October 27, 20169 yr As I'm preparing to migrate from reiserfs to xfs, I noticed this: drwxrwxrwx 11 nobody users 256 Oct 26 23:08 disk10/ drwxr-xr-x 10 root root 147 Oct 26 23:08 disk11/ drwxrwxrwx 2 nobody users 6 Oct 26 23:08 disk12/ Disk11 is owned by root and has different permissions than all the other disks (0-9 all match disk10 & disk12). Disk11 has been in the server for a couple of weeks and I haven't had any issues reading/writing that I'm aware of. Do I need to do a chown and chmod on disk11? If so, what specific command do I run? Do I simply run the New Permissions script under the Tools menu?
October 27, 20169 yr As I'm preparing to migrate from reiserfs to xfs, I noticed this: drwxrwxrwx 11 nobody users 256 Oct 26 23:08 disk10/ drwxr-xr-x 10 root root 147 Oct 26 23:08 disk11/ drwxrwxrwx 2 nobody users 6 Oct 26 23:08 disk12/ Disk11 is owned by root and has different permissions than all the other disks (0-9 all match disk10 & disk12). Disk11 has been in the server for a couple of weeks and I haven't had any issues reading/writing that I'm aware of. Do I need to do a chown and chmod on disk11? If so, what specific command do I run? Do I simply run the New Permissions script under the Tools menu? You shouldn't have any issues, but you can change it like this: chmod 777 /mnt/disk11 chown nobody:users /mnt/disk11 That disk does not participate in users shares, is that correct?

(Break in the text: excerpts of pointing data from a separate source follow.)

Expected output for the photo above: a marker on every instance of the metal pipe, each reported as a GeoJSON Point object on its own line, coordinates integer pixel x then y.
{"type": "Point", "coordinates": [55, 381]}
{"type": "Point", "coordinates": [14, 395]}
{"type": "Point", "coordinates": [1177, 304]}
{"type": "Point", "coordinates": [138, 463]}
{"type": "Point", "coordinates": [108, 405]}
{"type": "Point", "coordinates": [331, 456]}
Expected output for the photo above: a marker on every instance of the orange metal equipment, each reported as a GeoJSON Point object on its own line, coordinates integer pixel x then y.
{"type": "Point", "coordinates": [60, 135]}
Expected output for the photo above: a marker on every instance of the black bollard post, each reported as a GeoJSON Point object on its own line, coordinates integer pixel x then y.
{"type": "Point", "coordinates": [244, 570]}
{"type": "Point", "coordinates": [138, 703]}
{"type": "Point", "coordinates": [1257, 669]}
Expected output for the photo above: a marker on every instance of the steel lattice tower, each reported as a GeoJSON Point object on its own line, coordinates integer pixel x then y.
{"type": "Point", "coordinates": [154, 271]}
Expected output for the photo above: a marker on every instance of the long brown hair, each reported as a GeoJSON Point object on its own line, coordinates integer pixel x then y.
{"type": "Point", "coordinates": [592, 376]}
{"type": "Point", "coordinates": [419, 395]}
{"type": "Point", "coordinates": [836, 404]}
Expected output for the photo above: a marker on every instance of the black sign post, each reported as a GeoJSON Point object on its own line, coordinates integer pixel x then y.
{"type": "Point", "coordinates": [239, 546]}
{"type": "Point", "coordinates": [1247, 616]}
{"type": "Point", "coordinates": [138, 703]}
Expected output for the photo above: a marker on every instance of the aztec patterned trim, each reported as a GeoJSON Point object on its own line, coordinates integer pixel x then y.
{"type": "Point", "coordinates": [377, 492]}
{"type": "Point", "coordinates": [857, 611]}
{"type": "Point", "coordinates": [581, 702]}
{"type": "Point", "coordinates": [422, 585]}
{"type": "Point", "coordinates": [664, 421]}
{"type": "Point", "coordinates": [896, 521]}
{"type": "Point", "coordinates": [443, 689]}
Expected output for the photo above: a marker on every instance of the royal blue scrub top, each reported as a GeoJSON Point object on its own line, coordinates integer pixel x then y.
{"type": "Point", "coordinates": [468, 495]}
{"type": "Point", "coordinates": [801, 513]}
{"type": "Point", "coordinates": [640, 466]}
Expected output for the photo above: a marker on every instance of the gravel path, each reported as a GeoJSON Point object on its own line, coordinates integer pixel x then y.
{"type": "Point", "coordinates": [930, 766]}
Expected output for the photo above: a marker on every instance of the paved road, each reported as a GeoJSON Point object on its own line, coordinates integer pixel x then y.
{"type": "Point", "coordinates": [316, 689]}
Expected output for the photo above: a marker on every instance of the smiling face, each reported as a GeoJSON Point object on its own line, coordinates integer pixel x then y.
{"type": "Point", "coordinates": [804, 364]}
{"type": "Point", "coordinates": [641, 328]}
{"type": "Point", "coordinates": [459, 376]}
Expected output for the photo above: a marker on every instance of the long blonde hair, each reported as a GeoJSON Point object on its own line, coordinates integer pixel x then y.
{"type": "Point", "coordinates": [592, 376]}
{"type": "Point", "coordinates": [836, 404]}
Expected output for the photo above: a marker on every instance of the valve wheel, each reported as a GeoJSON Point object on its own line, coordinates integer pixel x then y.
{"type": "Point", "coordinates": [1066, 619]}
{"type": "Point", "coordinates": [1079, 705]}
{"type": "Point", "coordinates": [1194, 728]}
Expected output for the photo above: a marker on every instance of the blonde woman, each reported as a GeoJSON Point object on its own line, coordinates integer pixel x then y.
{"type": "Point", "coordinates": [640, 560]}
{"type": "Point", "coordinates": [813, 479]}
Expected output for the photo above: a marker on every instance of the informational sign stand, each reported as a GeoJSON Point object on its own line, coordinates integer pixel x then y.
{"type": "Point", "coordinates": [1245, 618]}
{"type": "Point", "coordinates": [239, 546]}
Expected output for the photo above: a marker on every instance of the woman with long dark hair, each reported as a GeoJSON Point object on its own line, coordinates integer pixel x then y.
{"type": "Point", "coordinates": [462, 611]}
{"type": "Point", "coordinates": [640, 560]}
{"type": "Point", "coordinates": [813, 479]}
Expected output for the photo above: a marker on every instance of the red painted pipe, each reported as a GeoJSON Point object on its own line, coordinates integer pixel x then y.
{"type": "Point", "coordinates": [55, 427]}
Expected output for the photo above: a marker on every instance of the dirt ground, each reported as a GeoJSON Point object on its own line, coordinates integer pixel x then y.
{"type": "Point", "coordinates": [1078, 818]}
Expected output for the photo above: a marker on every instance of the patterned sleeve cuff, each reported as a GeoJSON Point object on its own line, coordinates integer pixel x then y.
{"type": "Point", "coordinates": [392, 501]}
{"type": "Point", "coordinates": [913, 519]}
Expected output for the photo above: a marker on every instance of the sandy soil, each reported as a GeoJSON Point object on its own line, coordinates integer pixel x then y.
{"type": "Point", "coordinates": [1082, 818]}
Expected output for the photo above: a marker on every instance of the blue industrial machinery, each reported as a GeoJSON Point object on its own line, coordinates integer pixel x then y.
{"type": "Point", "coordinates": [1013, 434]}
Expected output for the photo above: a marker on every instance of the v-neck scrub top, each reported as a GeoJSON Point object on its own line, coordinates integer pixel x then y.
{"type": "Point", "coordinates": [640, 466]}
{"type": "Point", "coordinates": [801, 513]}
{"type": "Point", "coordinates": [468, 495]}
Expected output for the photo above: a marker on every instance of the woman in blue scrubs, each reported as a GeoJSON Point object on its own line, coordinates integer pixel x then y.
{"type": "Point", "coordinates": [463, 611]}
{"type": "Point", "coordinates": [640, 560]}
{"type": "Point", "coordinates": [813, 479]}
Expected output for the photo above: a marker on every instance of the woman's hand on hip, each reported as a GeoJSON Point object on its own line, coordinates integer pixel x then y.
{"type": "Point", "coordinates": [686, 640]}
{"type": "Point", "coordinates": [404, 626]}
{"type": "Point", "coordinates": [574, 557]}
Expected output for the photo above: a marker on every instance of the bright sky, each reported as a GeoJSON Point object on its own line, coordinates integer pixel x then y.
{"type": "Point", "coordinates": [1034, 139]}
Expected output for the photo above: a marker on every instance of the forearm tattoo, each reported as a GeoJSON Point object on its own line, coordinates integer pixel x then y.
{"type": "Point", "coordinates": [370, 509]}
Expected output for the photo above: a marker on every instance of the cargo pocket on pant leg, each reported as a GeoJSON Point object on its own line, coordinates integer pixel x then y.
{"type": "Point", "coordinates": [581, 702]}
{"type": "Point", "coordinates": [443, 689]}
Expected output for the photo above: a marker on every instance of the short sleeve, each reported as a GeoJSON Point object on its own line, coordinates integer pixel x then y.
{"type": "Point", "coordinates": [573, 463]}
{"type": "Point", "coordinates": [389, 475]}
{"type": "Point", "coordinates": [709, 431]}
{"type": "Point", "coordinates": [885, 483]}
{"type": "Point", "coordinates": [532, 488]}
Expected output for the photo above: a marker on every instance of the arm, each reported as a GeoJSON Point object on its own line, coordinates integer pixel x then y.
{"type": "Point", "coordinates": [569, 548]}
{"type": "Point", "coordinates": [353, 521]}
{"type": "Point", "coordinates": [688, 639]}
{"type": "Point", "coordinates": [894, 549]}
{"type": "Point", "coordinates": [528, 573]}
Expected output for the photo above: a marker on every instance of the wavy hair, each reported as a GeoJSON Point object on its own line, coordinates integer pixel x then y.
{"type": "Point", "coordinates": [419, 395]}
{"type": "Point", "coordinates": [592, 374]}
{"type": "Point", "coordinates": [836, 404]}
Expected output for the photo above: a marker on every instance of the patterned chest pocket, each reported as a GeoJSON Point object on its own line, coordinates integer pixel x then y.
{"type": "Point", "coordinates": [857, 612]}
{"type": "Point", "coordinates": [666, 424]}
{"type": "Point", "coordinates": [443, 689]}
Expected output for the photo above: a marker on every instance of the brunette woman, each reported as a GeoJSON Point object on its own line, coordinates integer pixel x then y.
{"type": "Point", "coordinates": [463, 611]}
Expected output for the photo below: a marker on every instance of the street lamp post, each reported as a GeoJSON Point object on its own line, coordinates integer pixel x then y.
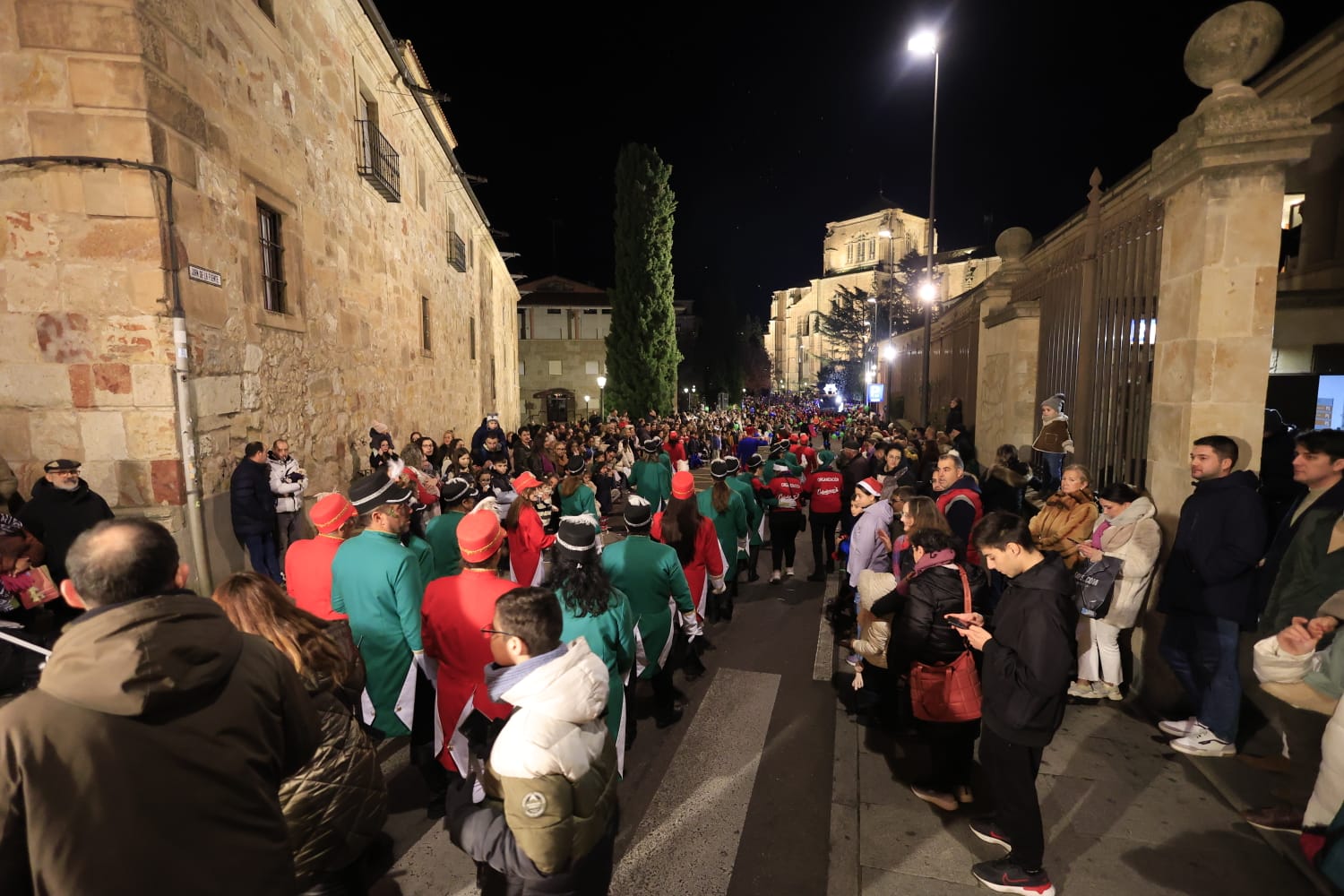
{"type": "Point", "coordinates": [926, 43]}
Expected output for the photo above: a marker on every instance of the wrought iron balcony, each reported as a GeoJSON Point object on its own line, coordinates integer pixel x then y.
{"type": "Point", "coordinates": [456, 252]}
{"type": "Point", "coordinates": [378, 161]}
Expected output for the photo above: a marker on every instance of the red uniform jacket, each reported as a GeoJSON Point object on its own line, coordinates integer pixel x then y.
{"type": "Point", "coordinates": [454, 610]}
{"type": "Point", "coordinates": [709, 560]}
{"type": "Point", "coordinates": [526, 544]}
{"type": "Point", "coordinates": [308, 575]}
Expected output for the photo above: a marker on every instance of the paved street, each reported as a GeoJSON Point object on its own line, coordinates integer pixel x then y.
{"type": "Point", "coordinates": [766, 788]}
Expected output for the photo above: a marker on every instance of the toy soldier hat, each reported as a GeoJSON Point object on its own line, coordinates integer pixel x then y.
{"type": "Point", "coordinates": [478, 536]}
{"type": "Point", "coordinates": [683, 484]}
{"type": "Point", "coordinates": [526, 481]}
{"type": "Point", "coordinates": [331, 512]}
{"type": "Point", "coordinates": [375, 489]}
{"type": "Point", "coordinates": [577, 535]}
{"type": "Point", "coordinates": [457, 490]}
{"type": "Point", "coordinates": [639, 513]}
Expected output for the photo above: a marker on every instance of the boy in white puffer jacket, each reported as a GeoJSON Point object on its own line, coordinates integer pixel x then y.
{"type": "Point", "coordinates": [548, 820]}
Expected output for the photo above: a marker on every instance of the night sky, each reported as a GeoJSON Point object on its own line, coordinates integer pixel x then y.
{"type": "Point", "coordinates": [776, 123]}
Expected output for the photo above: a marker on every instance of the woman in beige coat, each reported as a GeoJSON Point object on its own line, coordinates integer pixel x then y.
{"type": "Point", "coordinates": [1126, 530]}
{"type": "Point", "coordinates": [1067, 517]}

October 27, 20169 yr Author You shouldn't have any issues, but you can change it like this: chmod 777 /mnt/disk11 chown nobody:users /mnt/disk11 Thank you, I'll do that. That disk does not participate in users shares, is that correct? No, that is not correct. Disk11 has several users shares spread across it. Does that matter?